使用 gtfstools 读取 UTF-8 文件的问题
Problem for reading UTF-8 file with gtfstools
我正在尝试打开一个采用 UTF-8 编码的 GTFS 文件,但即使我将项目在 R 中的编码更改为 UTF-8,字符仍然被截断。该问题可以在“stop_name”列中看到。我正在使用 windows 10,我知道 R 存在一些编码问题,但我不知道它是什么。
可重现的例子:
install.packages('gtfstools')
library(gtfstools)
# GTFS file directory
data_path <- system.file("extdata", package = "gtfstools")
spo_path <- file.path(data_path, "spo_gtfs.zip")
# read the file
spo_gtfs <- read_gtfs(spo_path)
# Show the stops (problem with encoding)
head(spo_gtfs$stops)
输出:
Session 信息:
> sessionInfo()
R version 4.1.2 (2021-11-01)
Platform: x86_64-w64-mingw32/x64 (64-bit)

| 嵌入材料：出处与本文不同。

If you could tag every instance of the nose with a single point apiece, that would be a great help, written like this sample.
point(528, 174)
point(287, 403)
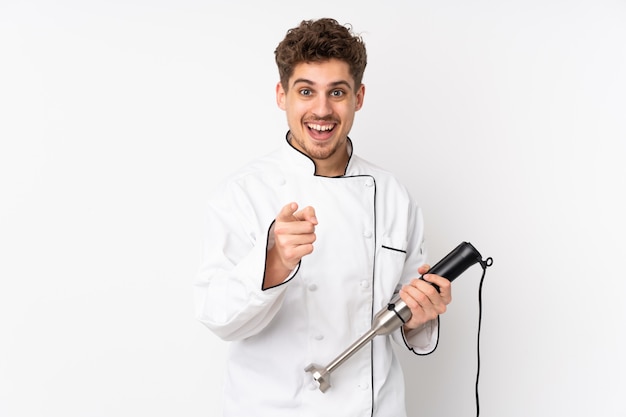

Running under: Windows 10 x64 (build 18363)
Matrix products: default
locale:
[1] LC_COLLATE=Portuguese_Brazil.1252 LC_CTYPE=Portuguese_Brazil.1252 LC_MONETARY=Portuguese_Brazil.1252
[4] LC_NUMERIC=C LC_TIME=Portuguese_Brazil.1252
attached base packages:
[1] stats graphics grDevices utils datasets methods base
loaded via a namespace (and not attached):
[1] compiler_4.1.2 tools_4.1.2
您只需要在 read_gtfs()
上使用 encoding
参数:
library(gtfstools)
# GTFS file directory
data_path <- system.file("extdata", package = "gtfstools")
spo_path <- file.path(data_path, "spo_gtfs.zip")
# read the file
spo_gtfs <- read_gtfs(spo_path, encoding = "UTF-8")
# Show the stops (problem with encoding)
head(spo_gtfs$stops)
#> stop_id stop_name stop_desc stop_lat stop_lon
#> 1: 18848 Clínicas -23.55402 -46.67111
#> 2: 18849 Vila Madalena -23.54650 -46.69114
#> 3: 18850 Consolação -23.55809 -46.66020
#> 4: 18851 Conceição -23.63504 -46.64124
#> 5: 18852 Jabaquara -23.64600 -46.64103
#> 6: 18853 São Judas -23.62588 -46.64094
我正在尝试打开一个采用 UTF-8 编码的 GTFS 文件,但即使我将项目在 R 中的编码更改为 UTF-8,字符仍然被截断。该问题可以在“stop_name”列中看到。我正在使用 windows 10,我知道 R 存在一些编码问题,但我不知道它是什么。
可重现的例子:
install.packages('gtfstools')
library(gtfstools)
# GTFS file directory
data_path <- system.file("extdata", package = "gtfstools")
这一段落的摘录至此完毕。